NashTech Blog

Apache Beam Data Processing: How to Read JSON From Google Cloud Storage and Write to BigQuery

Table of Contents
Apache Beam Image.

Apache Beam provides a robust framework for processing large amounts of data. In this blog, we’ll demonstrate how to use Apache Beam to read JSON data from Google Cloud Storage (GCS), perform transformations, and write the results to a BigQuery table.
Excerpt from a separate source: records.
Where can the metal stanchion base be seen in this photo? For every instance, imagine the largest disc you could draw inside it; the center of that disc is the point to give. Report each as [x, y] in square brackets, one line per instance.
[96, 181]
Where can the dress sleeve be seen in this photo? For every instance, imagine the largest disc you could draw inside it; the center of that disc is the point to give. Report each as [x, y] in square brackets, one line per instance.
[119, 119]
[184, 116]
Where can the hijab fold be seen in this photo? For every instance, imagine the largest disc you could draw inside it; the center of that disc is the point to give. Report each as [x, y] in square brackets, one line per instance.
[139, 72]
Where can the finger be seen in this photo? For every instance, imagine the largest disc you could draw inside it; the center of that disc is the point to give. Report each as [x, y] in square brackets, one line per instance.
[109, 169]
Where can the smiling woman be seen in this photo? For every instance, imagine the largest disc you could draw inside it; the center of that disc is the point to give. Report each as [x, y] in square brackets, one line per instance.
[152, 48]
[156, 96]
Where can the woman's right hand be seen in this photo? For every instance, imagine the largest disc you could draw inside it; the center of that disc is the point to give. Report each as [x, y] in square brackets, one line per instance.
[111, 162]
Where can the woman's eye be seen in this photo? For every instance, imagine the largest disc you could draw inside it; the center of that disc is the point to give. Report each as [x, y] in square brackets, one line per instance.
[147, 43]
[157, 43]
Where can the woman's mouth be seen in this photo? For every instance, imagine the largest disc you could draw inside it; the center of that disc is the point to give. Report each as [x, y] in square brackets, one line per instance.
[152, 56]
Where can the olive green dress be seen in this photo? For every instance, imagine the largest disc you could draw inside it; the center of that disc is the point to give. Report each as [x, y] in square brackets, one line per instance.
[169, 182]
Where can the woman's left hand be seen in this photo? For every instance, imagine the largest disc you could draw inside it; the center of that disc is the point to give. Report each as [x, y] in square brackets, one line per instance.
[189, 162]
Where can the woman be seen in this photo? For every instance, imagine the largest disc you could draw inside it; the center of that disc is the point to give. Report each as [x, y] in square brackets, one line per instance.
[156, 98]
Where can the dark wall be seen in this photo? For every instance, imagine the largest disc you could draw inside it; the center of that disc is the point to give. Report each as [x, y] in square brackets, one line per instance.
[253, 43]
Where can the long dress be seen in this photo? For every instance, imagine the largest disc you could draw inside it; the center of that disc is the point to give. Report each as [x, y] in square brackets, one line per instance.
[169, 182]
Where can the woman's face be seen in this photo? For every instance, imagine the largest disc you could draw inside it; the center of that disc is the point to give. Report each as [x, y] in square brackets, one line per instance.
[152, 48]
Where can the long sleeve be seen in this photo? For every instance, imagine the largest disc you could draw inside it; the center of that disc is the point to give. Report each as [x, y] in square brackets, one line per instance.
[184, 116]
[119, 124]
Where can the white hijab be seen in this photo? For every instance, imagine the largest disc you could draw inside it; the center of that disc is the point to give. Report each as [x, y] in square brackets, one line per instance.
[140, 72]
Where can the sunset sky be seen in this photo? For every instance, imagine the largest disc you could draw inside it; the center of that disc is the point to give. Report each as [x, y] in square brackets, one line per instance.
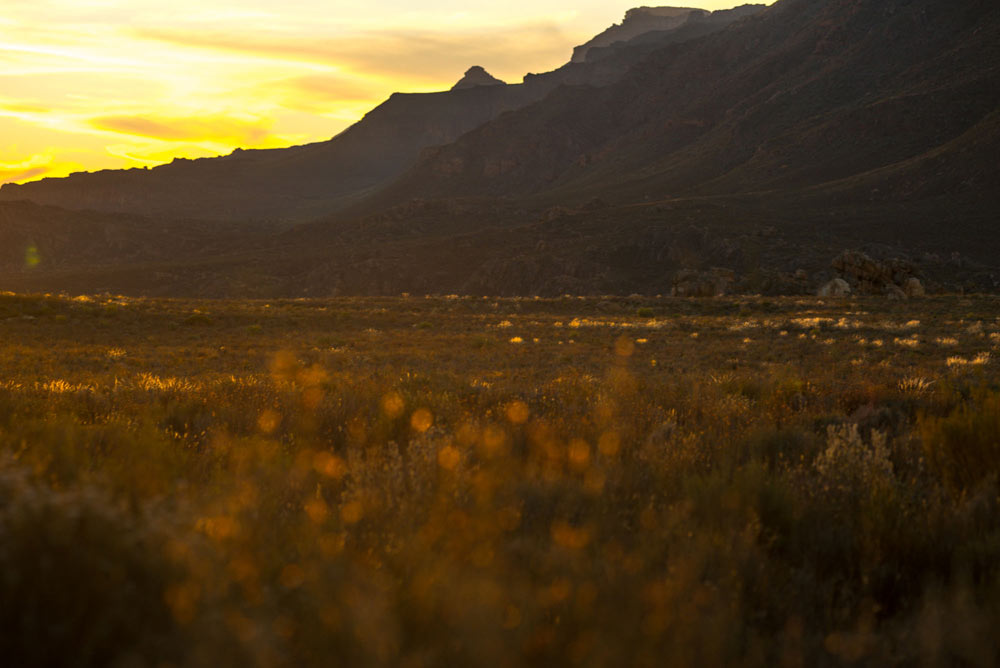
[98, 84]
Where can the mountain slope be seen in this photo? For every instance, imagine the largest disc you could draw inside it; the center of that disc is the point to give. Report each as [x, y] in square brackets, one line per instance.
[303, 182]
[803, 93]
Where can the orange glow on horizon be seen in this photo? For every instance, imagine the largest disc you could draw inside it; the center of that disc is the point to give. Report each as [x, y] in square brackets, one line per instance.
[135, 83]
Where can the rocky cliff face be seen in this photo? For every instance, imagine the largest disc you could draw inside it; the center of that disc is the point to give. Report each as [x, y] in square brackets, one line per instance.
[477, 76]
[743, 159]
[636, 22]
[300, 183]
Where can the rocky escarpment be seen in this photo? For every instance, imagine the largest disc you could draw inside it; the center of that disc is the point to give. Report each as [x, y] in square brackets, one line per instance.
[638, 21]
[477, 76]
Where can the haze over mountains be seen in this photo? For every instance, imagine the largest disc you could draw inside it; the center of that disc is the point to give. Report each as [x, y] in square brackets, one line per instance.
[759, 143]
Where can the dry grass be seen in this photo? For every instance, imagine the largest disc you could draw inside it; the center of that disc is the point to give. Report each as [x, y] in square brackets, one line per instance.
[457, 481]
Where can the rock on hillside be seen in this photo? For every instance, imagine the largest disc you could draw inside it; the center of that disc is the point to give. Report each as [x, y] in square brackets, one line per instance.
[638, 21]
[477, 76]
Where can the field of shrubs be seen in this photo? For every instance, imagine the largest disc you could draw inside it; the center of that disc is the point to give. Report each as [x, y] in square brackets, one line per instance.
[467, 481]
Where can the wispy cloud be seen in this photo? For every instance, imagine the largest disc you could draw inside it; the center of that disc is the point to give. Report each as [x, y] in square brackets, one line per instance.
[186, 129]
[418, 56]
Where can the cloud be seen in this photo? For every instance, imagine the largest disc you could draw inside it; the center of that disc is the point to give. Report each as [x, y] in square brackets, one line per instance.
[216, 128]
[18, 175]
[420, 56]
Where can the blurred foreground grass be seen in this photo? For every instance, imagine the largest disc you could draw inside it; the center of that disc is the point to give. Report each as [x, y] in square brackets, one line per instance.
[457, 481]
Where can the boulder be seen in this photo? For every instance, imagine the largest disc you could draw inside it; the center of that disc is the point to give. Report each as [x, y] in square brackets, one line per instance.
[872, 276]
[913, 287]
[477, 76]
[838, 287]
[894, 292]
[713, 283]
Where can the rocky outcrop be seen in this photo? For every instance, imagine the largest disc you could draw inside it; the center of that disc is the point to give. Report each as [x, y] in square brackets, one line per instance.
[913, 287]
[477, 76]
[838, 287]
[894, 277]
[713, 283]
[637, 22]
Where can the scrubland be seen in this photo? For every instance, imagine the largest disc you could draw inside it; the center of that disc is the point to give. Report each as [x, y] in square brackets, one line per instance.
[457, 481]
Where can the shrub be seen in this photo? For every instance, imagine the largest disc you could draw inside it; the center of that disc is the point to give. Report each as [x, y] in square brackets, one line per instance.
[82, 581]
[963, 448]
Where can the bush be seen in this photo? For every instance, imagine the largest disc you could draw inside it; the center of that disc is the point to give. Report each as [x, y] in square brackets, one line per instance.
[81, 580]
[964, 448]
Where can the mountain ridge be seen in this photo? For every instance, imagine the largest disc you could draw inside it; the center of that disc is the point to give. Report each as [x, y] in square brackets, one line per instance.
[759, 151]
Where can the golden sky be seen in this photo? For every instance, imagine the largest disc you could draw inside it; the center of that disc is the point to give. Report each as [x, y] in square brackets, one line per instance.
[94, 84]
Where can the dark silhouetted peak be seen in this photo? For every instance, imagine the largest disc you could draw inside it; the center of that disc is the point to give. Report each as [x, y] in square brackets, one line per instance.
[477, 76]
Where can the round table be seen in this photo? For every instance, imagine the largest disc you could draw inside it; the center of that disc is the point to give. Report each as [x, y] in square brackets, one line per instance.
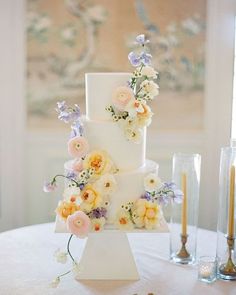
[27, 266]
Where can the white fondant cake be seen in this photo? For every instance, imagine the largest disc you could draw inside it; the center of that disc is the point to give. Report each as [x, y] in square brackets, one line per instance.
[102, 133]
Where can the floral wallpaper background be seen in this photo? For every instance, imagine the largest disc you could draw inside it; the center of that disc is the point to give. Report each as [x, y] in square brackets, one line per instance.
[67, 38]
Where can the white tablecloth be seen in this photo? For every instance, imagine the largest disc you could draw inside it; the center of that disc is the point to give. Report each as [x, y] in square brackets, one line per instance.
[27, 266]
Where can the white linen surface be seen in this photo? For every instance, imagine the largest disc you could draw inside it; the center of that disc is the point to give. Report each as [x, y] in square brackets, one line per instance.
[27, 266]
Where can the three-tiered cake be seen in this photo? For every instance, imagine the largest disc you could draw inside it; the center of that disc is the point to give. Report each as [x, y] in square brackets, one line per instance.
[104, 134]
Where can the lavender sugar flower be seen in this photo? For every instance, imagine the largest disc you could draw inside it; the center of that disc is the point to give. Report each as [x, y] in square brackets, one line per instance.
[49, 187]
[98, 213]
[67, 114]
[141, 40]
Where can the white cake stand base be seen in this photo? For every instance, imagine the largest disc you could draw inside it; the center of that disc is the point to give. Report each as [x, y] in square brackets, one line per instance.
[107, 256]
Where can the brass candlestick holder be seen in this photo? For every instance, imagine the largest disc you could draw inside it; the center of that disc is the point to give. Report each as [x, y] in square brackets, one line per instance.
[228, 269]
[183, 253]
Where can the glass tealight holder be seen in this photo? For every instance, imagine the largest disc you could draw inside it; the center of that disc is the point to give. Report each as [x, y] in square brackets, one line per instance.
[207, 269]
[184, 216]
[226, 227]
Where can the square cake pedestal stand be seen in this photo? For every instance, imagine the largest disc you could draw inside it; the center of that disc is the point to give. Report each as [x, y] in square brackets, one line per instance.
[107, 255]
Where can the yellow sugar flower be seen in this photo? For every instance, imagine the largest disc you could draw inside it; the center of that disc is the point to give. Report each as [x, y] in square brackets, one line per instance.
[91, 198]
[145, 214]
[99, 161]
[123, 220]
[66, 208]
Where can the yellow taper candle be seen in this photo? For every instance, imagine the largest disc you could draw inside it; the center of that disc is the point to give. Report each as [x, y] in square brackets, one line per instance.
[231, 202]
[184, 204]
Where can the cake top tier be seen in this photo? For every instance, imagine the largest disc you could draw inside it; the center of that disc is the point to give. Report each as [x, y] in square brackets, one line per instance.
[99, 89]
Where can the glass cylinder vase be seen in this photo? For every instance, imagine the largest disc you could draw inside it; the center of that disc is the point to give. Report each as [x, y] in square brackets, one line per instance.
[184, 216]
[226, 259]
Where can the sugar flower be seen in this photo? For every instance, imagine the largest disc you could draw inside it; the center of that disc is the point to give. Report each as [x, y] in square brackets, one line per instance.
[146, 58]
[77, 129]
[55, 282]
[98, 212]
[145, 214]
[123, 220]
[149, 88]
[99, 161]
[77, 165]
[97, 224]
[134, 59]
[134, 107]
[149, 72]
[60, 256]
[49, 187]
[144, 117]
[78, 224]
[152, 182]
[91, 198]
[66, 208]
[71, 175]
[106, 184]
[78, 147]
[134, 135]
[61, 106]
[71, 193]
[121, 97]
[76, 268]
[67, 114]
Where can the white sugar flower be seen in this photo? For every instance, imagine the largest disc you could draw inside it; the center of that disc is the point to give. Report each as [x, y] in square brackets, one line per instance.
[55, 282]
[149, 88]
[97, 224]
[145, 118]
[133, 108]
[152, 182]
[60, 256]
[106, 184]
[71, 193]
[149, 72]
[123, 220]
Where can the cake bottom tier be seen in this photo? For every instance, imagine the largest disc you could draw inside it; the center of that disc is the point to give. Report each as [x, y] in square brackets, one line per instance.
[129, 187]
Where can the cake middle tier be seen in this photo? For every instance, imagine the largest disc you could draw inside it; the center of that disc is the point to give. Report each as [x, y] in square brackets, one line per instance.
[108, 136]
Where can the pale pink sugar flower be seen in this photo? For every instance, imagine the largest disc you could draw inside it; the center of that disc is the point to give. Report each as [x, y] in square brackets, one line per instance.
[78, 147]
[121, 97]
[77, 165]
[78, 224]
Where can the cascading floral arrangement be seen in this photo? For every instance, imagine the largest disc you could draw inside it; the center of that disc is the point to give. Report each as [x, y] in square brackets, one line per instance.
[130, 103]
[90, 184]
[91, 175]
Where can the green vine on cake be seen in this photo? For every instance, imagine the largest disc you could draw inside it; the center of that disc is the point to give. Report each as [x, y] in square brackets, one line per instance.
[130, 104]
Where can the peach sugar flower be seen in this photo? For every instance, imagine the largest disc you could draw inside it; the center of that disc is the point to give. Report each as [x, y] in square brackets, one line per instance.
[146, 214]
[123, 220]
[91, 198]
[121, 97]
[99, 161]
[78, 224]
[78, 147]
[77, 165]
[66, 208]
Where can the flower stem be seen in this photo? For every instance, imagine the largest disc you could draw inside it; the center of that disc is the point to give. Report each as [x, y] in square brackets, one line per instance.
[68, 248]
[65, 273]
[61, 175]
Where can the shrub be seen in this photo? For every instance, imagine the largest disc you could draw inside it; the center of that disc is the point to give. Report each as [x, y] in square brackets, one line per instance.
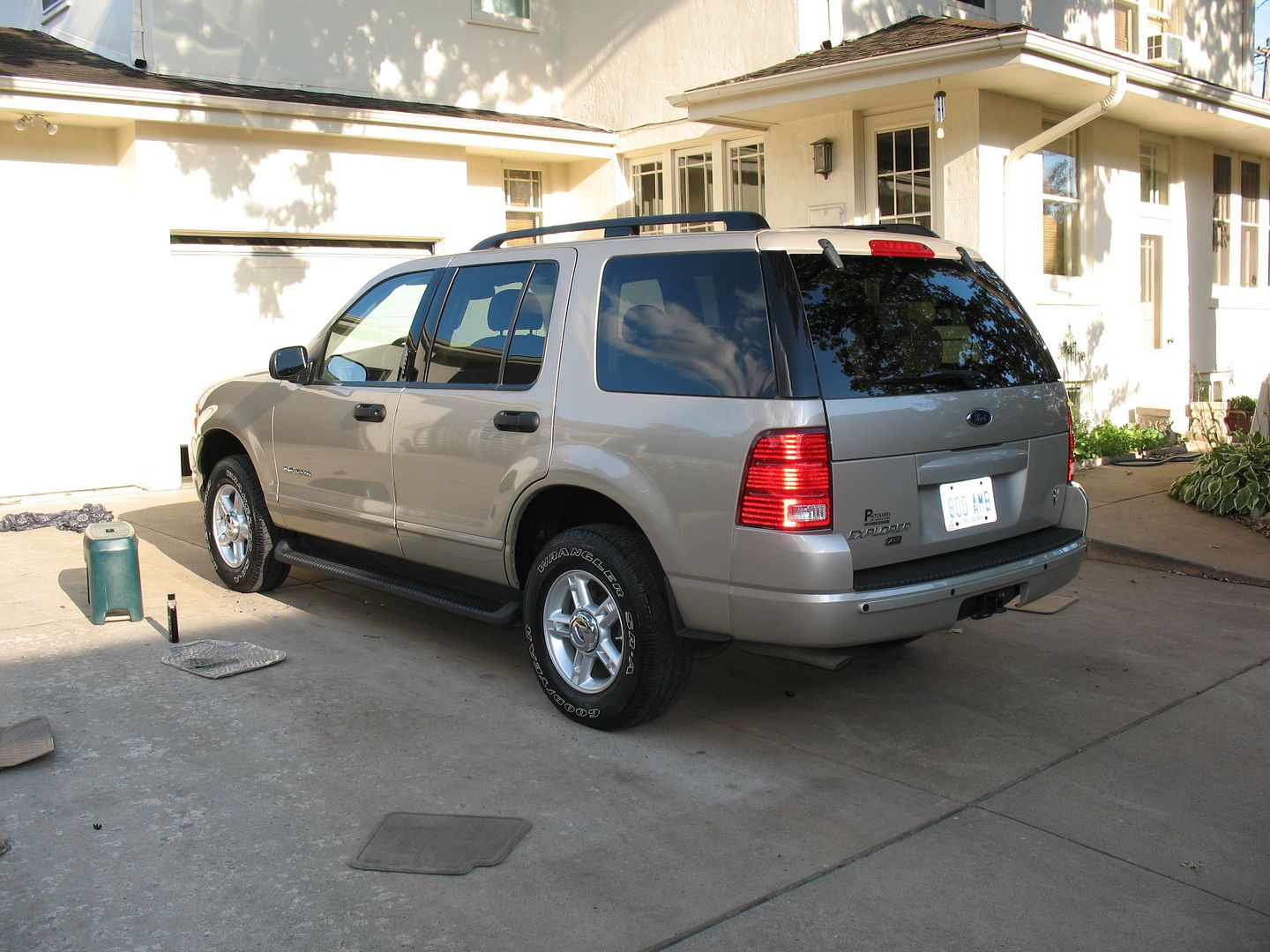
[1110, 439]
[1229, 480]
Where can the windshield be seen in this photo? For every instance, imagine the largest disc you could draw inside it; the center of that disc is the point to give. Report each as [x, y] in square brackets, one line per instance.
[888, 326]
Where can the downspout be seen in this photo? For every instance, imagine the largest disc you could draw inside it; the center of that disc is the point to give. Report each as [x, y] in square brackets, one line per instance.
[1087, 115]
[138, 33]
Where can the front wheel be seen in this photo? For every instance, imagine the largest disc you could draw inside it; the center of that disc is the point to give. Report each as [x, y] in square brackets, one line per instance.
[600, 629]
[239, 532]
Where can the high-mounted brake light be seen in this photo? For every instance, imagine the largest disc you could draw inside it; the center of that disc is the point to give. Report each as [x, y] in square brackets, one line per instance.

We’ll guide you through setting up your environment, writing the Apache Beam pipeline, and executing the pipeline

Prerequisites

Before you start, ensure you have the following:

  • Maven: For building and managing dependencies.
  • IntelliJ IDEA: An IDE for Java development.
  • Google Cloud SDK: Command-line tools for Google Cloud.
  • Java 8 JDK: Basic knowledge of Java programming.
  • Google Cloud Project: Set up with BigQuery and GCS.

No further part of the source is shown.